21.         However, screening is not the only solution.  If the part-time attorney stops working at Social Services, then the imputation will cease. Social Services may then continue prosecuting the parents for abuse and neglect as long as Social Services lawyers do not possess confidential information about the Respondent that the part-time attorney represents in private practice.  See Rule 1.10(b) (when a lawyer terminates an association with a firm, the firm may not oppose any client of the terminated lawyer if any lawyer in the firm still has confidential information about the terminated lawyer’s client).

22.         Alternatively, if the part-time attorney can and does ethically withdraw from representing the Respondent in the unrelated criminal matter, Social Services may continue to prosecute the Respondent (who would now be the part-time attorney’s former client) for abuse and neglect.  Since the facts state that the criminal matter is not substantially related (and is indeed unrelated) to the abuse and neglect proceedings, Social Services would not need the consent of the part-time attorney’s former client pursuant to Rule 1.9. See N.Y. State 788 (D.A.’s office may continue prosecuting former client of part-time D.A. as long as criminal prosecution is not substantially related to matter in which part-time prosecutor represented defendant in private practice.)

CONCLUSION

23.         The part-time Social Services attorney may not represent the Respondent in abuse and neglect proceedings brought by Social Services.

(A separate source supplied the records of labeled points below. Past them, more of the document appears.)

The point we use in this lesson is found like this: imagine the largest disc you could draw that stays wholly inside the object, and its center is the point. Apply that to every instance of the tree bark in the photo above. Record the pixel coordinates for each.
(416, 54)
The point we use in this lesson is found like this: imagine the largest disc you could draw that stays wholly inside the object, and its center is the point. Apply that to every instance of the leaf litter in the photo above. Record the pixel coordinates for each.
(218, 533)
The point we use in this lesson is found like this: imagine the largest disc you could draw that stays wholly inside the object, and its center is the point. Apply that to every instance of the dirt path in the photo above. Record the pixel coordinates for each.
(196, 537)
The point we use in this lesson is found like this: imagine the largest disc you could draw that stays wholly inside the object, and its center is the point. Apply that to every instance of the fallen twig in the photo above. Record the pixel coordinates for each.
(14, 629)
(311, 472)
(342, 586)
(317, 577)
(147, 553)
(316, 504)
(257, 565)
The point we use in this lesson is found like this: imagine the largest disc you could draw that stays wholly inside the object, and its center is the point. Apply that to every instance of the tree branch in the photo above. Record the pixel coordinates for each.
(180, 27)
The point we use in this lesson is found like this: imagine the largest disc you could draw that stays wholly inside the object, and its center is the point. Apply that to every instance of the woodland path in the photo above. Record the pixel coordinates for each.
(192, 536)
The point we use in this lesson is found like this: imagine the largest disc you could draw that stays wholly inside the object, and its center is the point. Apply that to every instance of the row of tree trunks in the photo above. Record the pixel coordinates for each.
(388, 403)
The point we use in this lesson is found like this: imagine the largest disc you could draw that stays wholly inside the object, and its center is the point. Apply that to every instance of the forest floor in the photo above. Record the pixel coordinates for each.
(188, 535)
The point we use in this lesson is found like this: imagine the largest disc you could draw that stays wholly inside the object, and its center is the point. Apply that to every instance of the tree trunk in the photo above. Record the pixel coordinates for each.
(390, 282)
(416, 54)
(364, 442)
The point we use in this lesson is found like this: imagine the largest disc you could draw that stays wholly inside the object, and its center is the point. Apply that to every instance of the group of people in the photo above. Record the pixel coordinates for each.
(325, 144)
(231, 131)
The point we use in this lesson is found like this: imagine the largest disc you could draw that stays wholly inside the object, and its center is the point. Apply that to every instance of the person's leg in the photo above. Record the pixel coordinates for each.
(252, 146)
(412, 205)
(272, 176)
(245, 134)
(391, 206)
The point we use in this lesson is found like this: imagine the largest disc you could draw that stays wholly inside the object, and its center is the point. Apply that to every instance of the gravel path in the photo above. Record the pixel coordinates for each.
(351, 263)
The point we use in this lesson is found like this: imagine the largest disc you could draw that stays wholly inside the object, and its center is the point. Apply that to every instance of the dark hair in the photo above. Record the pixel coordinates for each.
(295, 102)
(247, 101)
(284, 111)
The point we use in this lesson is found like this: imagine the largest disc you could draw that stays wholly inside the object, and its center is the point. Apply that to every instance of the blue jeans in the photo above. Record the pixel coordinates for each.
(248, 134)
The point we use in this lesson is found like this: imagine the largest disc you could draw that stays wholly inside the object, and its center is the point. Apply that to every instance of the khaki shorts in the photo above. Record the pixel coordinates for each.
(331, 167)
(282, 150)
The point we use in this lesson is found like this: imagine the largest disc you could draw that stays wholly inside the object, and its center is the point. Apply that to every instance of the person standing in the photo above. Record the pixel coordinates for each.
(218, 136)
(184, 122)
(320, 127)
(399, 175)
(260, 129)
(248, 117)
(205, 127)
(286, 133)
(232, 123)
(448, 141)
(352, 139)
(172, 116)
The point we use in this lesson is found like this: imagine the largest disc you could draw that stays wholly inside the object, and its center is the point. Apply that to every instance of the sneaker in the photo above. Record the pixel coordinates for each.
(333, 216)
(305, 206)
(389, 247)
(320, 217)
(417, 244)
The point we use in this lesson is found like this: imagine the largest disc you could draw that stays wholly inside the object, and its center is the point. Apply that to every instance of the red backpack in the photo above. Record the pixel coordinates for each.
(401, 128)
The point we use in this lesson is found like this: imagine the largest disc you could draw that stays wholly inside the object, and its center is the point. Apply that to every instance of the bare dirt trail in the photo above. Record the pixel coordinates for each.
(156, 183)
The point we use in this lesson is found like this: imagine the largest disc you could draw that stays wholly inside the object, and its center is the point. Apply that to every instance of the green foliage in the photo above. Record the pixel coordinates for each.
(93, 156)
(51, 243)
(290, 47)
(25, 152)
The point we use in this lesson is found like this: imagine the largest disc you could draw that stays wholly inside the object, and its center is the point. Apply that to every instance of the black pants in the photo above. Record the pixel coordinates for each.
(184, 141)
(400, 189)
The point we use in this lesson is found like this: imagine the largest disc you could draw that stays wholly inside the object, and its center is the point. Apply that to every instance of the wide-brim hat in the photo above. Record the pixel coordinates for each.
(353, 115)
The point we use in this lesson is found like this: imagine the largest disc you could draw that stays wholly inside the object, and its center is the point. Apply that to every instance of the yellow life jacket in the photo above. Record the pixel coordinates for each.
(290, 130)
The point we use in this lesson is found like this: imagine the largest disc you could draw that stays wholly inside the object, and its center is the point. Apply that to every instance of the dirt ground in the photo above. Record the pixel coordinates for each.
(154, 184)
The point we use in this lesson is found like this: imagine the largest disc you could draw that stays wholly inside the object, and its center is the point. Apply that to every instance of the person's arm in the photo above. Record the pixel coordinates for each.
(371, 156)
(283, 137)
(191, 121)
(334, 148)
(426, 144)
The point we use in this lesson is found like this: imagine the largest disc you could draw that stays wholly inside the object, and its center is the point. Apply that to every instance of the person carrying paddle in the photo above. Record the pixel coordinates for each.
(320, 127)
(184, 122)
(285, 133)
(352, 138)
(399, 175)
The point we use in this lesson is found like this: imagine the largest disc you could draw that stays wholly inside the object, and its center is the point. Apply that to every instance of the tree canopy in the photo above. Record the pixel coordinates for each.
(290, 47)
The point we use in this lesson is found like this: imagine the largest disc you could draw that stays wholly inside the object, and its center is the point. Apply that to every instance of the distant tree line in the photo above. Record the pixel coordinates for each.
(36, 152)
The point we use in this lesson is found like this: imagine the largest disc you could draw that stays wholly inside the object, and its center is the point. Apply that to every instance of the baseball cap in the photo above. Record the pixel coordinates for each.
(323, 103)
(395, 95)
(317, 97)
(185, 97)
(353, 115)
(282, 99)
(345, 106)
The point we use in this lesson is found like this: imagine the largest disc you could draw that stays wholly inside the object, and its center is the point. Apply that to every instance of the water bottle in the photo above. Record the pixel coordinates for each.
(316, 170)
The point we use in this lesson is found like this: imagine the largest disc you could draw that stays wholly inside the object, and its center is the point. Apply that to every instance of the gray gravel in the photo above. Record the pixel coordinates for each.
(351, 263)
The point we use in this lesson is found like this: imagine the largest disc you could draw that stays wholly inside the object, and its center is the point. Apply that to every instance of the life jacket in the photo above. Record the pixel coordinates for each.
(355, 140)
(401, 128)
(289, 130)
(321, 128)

The full-time attorney is disqualified from representing Social Services in the child neglect and abuse proceedings against the Respondent while the part-time attorney is representing the Respondent in the unrelated criminal matter. These conflicts of interest are not curable by consent or by screening, but may be cured if the part-time attorney either terminates his association with Social Services or withdraws from representing the Respondent in the unrelated criminal matter.

(14-10)


[1]               The inquirer has informed the Committee that the criminal proceeding is “unrelated.” We accept that representation for purposes of this opinion and we understand it to mean that the criminal proceeding involves a different factual setting, although it is difficult to imagine how the existence of a criminal proceeding, and the facts relating to the criminal proceeding, would not be potentially germane to Social Services in prosecuting a neglect and abuse proceeding involving the Respondent.  Cf. Rule 1.9, cmt. [3] (explaining meaning of “substantially related”).